3
votes

I recently switched to PowerQuery to fetch data from various sources. I have loaded my existing data to a table called "masterEntries".

The query I have calls a function to check the last record for each source in "masterEntries" and fetches only newer records.

let
    Source = Excel.CurrentWorkbook(){[Name="formsMaster"]}[Content],
    #"Changed Type" = Table.TransformColumnTypes(Source,{{"FormName", type text}, {"Form", type text}, {"LastEntry", Int64.Type}}),
    #"Added Custom" = Table.AddColumn(#"Changed Type", "Custom", each formEntries([FormName],[LastEntry])),
    #"Expanded Custom" = Table.ExpandTableColumn(#"Added Custom", "Custom", {"EntryId", "Field1", "Field2", "Field3", "Field5", "DateCreated"}, {"EntryId", "Field1", "Field2", "Field3", "Field5", "DateCreated"}),
    #"Removed Columns" = Table.RemoveColumns(#"Expanded Custom",{"Form", "LastEntry"}),
in
    #"Removed Columns"

This query loads the data to a new table. Instead I want to append the data to "masterEntries".

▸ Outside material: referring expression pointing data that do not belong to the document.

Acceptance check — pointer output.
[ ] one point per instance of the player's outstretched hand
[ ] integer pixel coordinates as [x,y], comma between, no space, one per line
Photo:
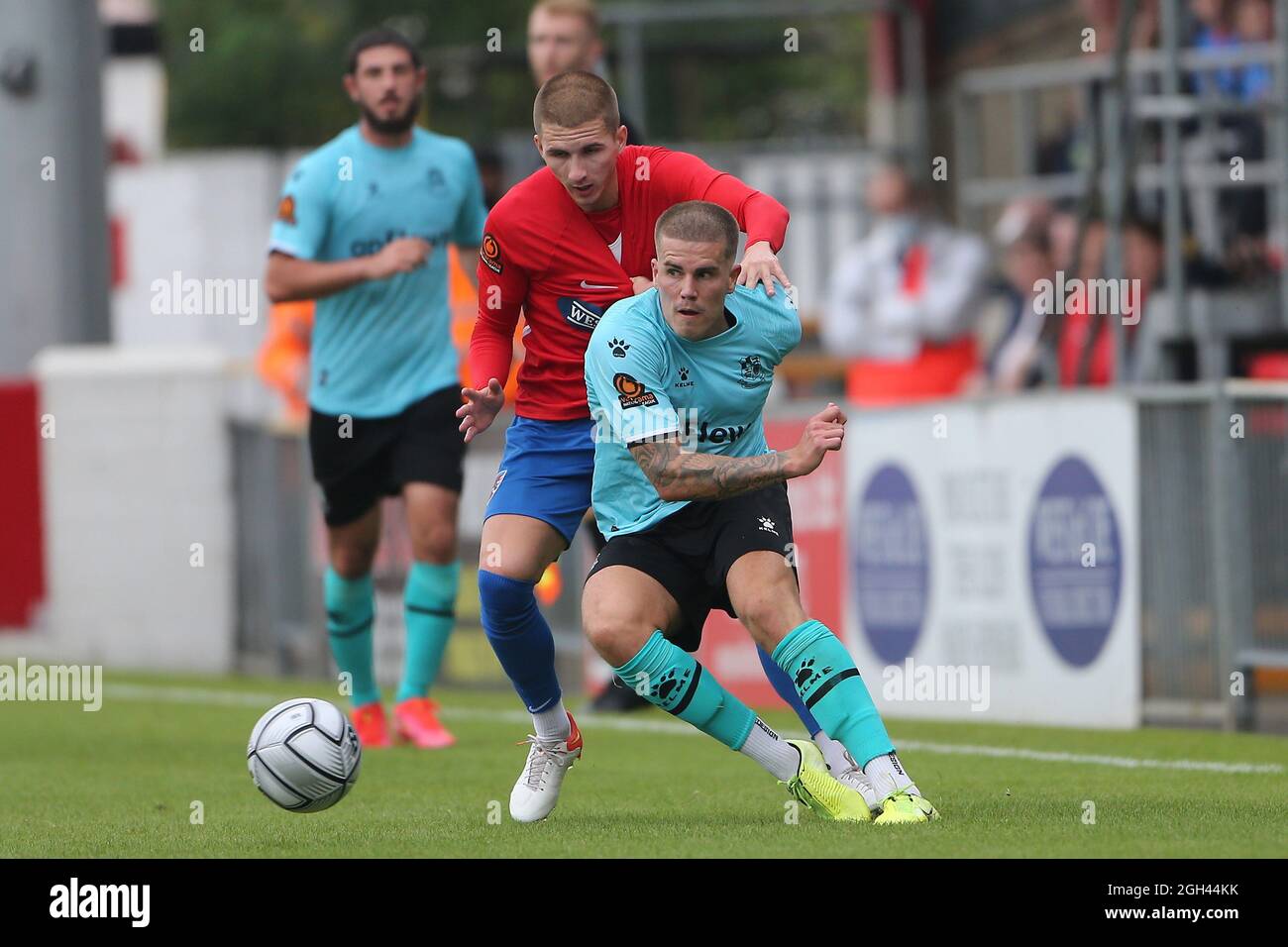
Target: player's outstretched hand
[823,432]
[399,256]
[760,264]
[480,408]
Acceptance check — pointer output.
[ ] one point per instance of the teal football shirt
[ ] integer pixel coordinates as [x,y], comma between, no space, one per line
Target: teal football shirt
[382,344]
[643,380]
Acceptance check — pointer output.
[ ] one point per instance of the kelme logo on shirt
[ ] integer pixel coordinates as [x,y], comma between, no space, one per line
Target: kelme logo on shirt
[581,315]
[752,371]
[631,393]
[489,252]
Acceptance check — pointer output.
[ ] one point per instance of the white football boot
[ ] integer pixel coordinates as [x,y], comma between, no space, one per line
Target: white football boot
[537,789]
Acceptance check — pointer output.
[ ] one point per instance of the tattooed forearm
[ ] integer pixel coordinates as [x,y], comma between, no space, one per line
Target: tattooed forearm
[683,475]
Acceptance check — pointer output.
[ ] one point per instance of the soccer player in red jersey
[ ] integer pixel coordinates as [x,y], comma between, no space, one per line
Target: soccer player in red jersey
[561,248]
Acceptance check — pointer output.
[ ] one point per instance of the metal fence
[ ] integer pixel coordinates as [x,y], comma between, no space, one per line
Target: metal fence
[1214,506]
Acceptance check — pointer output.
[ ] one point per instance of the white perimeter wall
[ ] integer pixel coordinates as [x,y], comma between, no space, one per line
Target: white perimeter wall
[137,472]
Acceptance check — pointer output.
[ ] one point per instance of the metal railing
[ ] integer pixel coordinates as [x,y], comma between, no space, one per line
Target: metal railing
[1125,103]
[1214,512]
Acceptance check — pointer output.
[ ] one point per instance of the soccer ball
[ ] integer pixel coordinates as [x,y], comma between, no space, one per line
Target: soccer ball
[304,755]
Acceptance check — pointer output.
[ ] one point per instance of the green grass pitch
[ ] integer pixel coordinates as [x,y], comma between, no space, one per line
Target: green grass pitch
[121,783]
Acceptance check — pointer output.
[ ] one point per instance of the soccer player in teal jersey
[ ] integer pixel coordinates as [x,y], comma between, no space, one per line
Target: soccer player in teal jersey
[364,227]
[695,508]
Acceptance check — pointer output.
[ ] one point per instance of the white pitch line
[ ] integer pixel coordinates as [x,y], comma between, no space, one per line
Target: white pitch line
[244,698]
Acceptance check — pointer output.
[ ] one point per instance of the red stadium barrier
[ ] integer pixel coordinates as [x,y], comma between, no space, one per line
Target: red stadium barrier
[22,548]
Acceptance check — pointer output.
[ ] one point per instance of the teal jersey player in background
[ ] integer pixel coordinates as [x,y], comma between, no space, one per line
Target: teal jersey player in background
[677,380]
[381,344]
[362,227]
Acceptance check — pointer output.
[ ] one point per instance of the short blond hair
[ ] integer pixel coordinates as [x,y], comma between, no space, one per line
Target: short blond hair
[574,98]
[698,222]
[585,9]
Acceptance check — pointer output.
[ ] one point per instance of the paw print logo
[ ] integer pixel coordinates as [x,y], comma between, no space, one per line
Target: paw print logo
[669,684]
[806,677]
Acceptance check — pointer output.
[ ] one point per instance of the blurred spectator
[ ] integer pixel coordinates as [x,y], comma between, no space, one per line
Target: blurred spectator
[1253,22]
[1024,235]
[563,35]
[1142,268]
[903,300]
[1214,29]
[283,357]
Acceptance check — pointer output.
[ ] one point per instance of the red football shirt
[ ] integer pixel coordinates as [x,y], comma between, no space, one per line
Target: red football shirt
[546,258]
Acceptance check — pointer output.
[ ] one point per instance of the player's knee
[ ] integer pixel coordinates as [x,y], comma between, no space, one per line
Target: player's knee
[505,603]
[352,561]
[769,613]
[614,634]
[436,544]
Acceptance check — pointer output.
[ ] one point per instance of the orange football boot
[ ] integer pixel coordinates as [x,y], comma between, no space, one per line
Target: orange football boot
[416,722]
[369,720]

I am trying to do this with PowerQuery and not VBA. PowerQuery has Append Query feature where two or more queries/results can be combined to a new table.

Even a new query to append the resulting table from above query ("latestEntries") to existing table ("masterEntries") will do.

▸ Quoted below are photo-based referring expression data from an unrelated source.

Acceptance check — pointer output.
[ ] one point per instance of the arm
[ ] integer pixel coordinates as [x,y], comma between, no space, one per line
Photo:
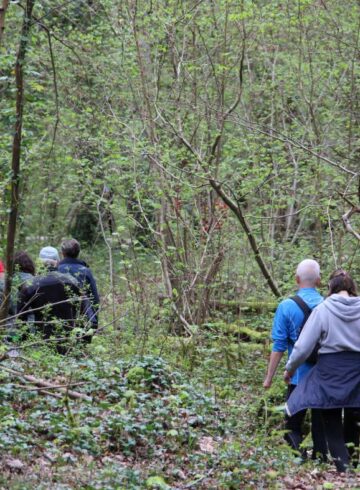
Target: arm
[275,358]
[93,289]
[280,338]
[305,344]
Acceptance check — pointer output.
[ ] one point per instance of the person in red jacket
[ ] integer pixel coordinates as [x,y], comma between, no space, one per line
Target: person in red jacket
[2,271]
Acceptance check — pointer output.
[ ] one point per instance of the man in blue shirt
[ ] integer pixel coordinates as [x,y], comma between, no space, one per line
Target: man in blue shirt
[286,328]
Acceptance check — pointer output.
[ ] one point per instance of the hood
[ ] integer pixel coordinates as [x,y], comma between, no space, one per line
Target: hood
[344,307]
[71,260]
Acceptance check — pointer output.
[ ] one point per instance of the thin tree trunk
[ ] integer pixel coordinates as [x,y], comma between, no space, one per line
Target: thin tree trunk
[246,227]
[3,10]
[16,153]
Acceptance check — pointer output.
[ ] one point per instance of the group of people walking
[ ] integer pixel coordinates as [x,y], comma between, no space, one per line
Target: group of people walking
[64,295]
[322,338]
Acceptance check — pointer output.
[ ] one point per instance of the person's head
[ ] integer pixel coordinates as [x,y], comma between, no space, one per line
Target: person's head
[24,263]
[308,274]
[70,248]
[341,280]
[49,256]
[2,271]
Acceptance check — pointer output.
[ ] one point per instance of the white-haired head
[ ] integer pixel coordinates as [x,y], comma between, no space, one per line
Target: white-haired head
[308,273]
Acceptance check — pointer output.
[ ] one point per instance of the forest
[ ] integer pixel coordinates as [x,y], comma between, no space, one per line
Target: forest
[198,150]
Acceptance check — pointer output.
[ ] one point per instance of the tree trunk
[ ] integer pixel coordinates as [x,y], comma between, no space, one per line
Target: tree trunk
[16,152]
[3,10]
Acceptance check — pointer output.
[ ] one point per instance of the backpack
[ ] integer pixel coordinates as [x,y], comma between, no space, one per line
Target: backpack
[313,356]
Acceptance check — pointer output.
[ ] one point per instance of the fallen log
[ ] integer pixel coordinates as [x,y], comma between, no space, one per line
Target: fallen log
[41,383]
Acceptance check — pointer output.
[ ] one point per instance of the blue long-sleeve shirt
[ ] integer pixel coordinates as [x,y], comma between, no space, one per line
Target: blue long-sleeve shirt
[286,326]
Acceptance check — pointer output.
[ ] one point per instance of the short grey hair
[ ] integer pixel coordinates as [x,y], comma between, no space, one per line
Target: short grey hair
[308,271]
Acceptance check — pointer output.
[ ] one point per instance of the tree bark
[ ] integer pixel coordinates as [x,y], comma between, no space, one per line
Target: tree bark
[16,153]
[3,10]
[246,227]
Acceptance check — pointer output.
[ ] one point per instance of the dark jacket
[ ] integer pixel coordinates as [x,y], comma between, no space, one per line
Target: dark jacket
[55,301]
[82,273]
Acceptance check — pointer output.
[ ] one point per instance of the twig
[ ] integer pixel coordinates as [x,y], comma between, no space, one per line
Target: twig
[45,384]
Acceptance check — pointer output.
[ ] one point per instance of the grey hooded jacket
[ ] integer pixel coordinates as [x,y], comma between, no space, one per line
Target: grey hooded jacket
[334,324]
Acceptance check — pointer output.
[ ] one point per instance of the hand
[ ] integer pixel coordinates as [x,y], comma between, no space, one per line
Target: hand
[287,377]
[267,383]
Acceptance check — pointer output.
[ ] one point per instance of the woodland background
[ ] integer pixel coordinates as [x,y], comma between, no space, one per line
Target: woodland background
[198,150]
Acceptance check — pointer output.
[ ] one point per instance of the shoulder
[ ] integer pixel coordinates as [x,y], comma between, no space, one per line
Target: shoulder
[285,306]
[65,278]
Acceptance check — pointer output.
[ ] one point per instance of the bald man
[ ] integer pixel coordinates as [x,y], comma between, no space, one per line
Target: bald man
[288,320]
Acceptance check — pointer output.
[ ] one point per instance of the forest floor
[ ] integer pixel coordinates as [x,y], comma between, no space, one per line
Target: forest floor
[163,412]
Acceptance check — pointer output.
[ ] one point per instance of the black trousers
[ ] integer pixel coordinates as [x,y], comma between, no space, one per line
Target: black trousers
[294,428]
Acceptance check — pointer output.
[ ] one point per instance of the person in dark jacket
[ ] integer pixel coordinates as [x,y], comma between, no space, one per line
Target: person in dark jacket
[71,264]
[334,383]
[54,299]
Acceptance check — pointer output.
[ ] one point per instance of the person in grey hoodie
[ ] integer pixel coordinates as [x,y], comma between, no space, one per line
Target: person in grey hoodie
[334,383]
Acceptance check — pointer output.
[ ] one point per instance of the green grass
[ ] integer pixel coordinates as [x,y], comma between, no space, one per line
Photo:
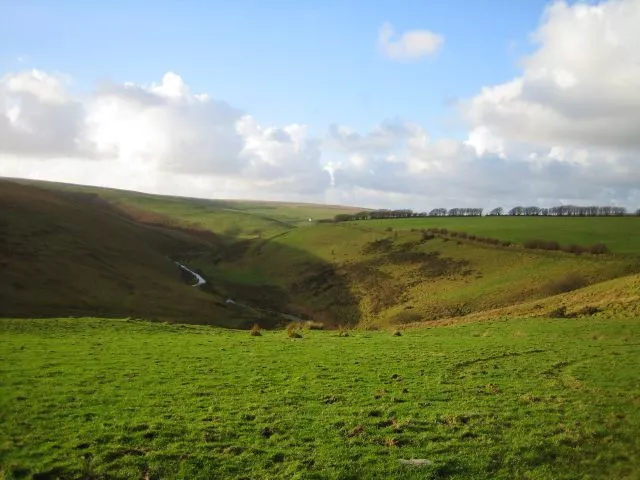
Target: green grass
[235,218]
[538,399]
[620,234]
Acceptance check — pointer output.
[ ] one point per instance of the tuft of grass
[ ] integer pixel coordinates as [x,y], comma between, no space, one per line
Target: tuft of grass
[293,330]
[255,330]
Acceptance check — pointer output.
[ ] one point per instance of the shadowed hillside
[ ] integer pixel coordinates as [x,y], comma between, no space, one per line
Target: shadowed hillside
[73,253]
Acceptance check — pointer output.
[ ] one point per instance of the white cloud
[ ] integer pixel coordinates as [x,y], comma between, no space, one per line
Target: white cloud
[37,117]
[409,46]
[580,88]
[565,130]
[152,132]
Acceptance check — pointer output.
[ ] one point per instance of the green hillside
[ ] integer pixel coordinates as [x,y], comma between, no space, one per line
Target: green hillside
[620,234]
[397,277]
[70,254]
[71,249]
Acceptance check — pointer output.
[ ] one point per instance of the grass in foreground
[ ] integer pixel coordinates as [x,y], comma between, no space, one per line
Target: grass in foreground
[93,398]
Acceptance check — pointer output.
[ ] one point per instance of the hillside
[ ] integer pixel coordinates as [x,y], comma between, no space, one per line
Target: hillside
[398,277]
[74,250]
[72,254]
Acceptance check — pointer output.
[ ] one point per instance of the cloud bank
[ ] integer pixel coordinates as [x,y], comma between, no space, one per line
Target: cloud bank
[410,46]
[565,130]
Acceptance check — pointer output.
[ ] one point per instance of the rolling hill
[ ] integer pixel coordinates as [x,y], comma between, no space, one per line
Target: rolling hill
[75,250]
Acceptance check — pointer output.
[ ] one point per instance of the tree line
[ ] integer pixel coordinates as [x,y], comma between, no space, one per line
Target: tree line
[559,211]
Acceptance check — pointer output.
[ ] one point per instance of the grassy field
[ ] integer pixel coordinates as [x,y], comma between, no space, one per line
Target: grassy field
[620,234]
[536,399]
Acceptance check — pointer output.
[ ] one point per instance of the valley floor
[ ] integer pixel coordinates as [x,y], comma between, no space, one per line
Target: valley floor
[534,398]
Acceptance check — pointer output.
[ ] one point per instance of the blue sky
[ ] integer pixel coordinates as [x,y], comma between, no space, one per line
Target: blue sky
[389,104]
[310,62]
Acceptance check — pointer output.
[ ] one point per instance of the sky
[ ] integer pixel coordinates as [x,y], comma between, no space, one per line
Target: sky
[404,104]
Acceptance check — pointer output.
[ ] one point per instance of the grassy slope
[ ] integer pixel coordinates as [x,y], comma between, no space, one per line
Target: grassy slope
[272,257]
[620,234]
[241,219]
[539,399]
[65,254]
[615,298]
[391,288]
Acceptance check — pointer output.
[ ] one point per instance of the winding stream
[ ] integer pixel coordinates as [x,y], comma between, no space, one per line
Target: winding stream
[199,279]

Any ideas on how it can be done with PowerQuery?

EDIT

  1. My original data ("masterEntries") was loaded manually. It is a big table with 400K+ records. I can load it using a query if that is going to help.
  2. Every run of "latestEntries" checks what records are already in "masterEntries" and fetches only newer entries from different sources.
  3. The Append Query method in Power Query is just a connection. It does not append records permanently. That is, when "latestEntries" brings a new set of records, the "masterEntries" loses the records that were in the earlier run of "latestEntries".
3
You must create connection to 1st data source and load it. After that you should create 2nd connection and when you finish your edits just go to Append Queries from Home ribbon and select 1st connection. Then you will most likely have to sort the data. Very easy process, they've done a great job with it.zipa
The second connection loads data to a new table. It does not append data to my existing table. I don't want a new table with consolidated data. Correct me if I got you wrong.eshwar
It does, but then you apply Append Queries and it does exactly as it name tells and gives you appended solution.zipa
By "appended solution" do you mean that I get the main table is appended with additional data? What I get is a new table which I don't want.eshwar
You first get new table, and then you append that new table to the last one. Or you can choose Append Queries as New and it will create a new table that is a combination of two.zipa

3 Answers

1
votes

This sounds a bit like a request for "incremental load". This is currently not supported by Power Query in Excel. The workaround is to go via a "linkback"-table like described here: http://ms-olap.blogspot.de/2015/05/incremental-data-loads-in-microsoft.html

If your linkback-table exceeds 1,1 Mio rows, you can use JSON-compression like described here: http://www.thebiccountant.com/2016/12/06/how-to-store-tables-longer-than-11-mio-rows-in-excel/ But be aware, that this costs performance.

Both methods "cost" performance, so this technique only makes sense, if you "save" repetitive execution of really heavy transformations (or long loads from the web).

0
votes

You should add something like this, just change name of Your_Table into table you want to use:

    #"Append Query" = Table.Combine({#"Removed Columns", Your_Table})
in
    #"Append Query"
0
votes

Assuming you have some kind of ID, and it is integer, here is the query for the masterEntries table (this is important!):

let
    Source = Excel.CurrentWorkbook(){[Name="masterEntries"]}[Content],
    Types = Table.TransformColumnTypes(Source,{{"ID", Int64.Type}, {"Value", type number}}),

    //Assuming you have integer-type IDs. 
    //Otherwise you have to order and index records in a view, and query that view.
    MaxID = List.Max(Types[ID]), 
    //if you have ordered index, List.Max() can be substituted with Table.LastN(Types, 1)[ID]{0}
    //it may perform better.

    TableFromDB = Excel.CurrentWorkbook(){[Name="source"]}[Content], //Replace with database table
    GetNewRows = Table.SelectRows(TableFromDB, each [ID] > MaxID),
    MergeTables = Table.Combine({Types, GetNewRows})
in
    MergeTables